Keeping this in mind, you can realize there is no clear imperative on what to do when there is no clear winner in majority voting. You can either always use an odd k, or use some injective weighting.
In the case of neighbours 3 to 5 being at the same distance from the point of interest, you can either use only two, or use all 5. Again, keep in mind kNN is not some algorithm derived from complex mathematical analysis, but just a simple intuition. It's up to you how you want to deal with those special cases.
When it comes to weighting, you base your algorithm on the intuition that function doesn't change much when arguments don't change much. So you want to give bigger weights to points that are closer to point of interest. A good weighting would be for example $\frac{1}{||x-y||^2}$, or any other that is relatively big when distance is small, and relatively small when distance between points is big (so probably an inverse of some continuous metric function).
There has also been a nice paper by Samory Kpotufe and Abdeslam Boularias this year on NIPS touching on the issue of finding the right weighting. Their general intuition, is that the underlying function varies differently in different directions (i.e., its different partial derivatives are of different magnitude), hence it would be wise to in some sense change the metrics / weighting according to this intuition. They claim this trick generally improves performance of kNN and kernel regression, and I think they even have some theoretical results to back up this claim (although I'm not sure what do those theoretical results actually claim, I didn't have time to go through the whole paper yet). The paper can be downloaded for free from their sites, or after Googling "Gradient Weights help Nonparametric Regressors". Their research is directed towards regression, but I guess it applies to classification to some extent as well.
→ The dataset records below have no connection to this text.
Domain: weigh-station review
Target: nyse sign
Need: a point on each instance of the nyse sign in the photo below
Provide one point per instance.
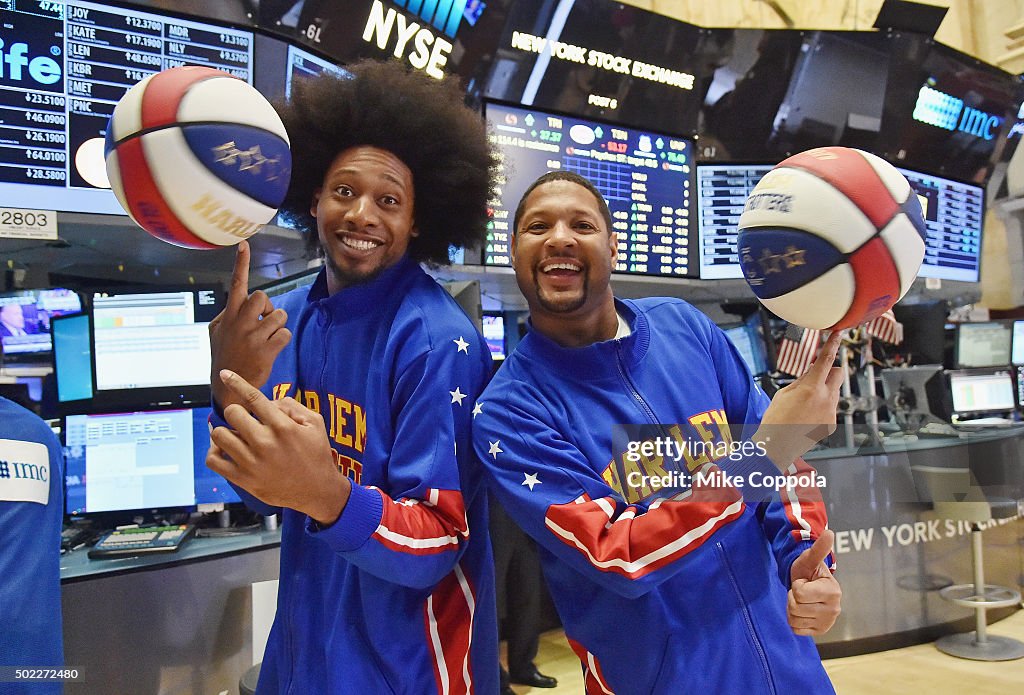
(943, 111)
(419, 45)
Now, you will probably want to know how you can find the right k, metric, weighting, action to perform when there are draws and so on. The sad thing is, that it's basically hard to arrive at the right hyperparameters after some deep thinking, you will probably need to test different bunches of hyperparameters and see which ones work well on some validation set. If you have some computational resources, and want to arrive at the right parameters automatically at a good set of hyperparameters, there is a recent idea (that I like very much) to use Gaussian processes for derivative-free optimization in that setting.
Let me elaborate - finding the set of hyperparameters (i.e., that minimize error on validation data), can be viewed as an optimization problem. Unfortunately, in this setting we can't get the gradient of the function we try to optimize (which is what we usually want to do, to perform gradient descent or some more advanced methods). Gaussian processes can be used in this setting, for finding sets of hyperparameters, that have big chances, to perform better than the best ones we have found up to the point. Hence you can iteratively run the algorithm with some set of hyperparameters, then ask the Gaussian process for which ones would be best to try next, try those ones, and so on.
For details, look for paper "Practical Bayesian Optimization of Machine Learning Algorithms" by Jasper Snoek, Hugo Larochelle and Ryan P Adams (also to be found on either their websites or via Google).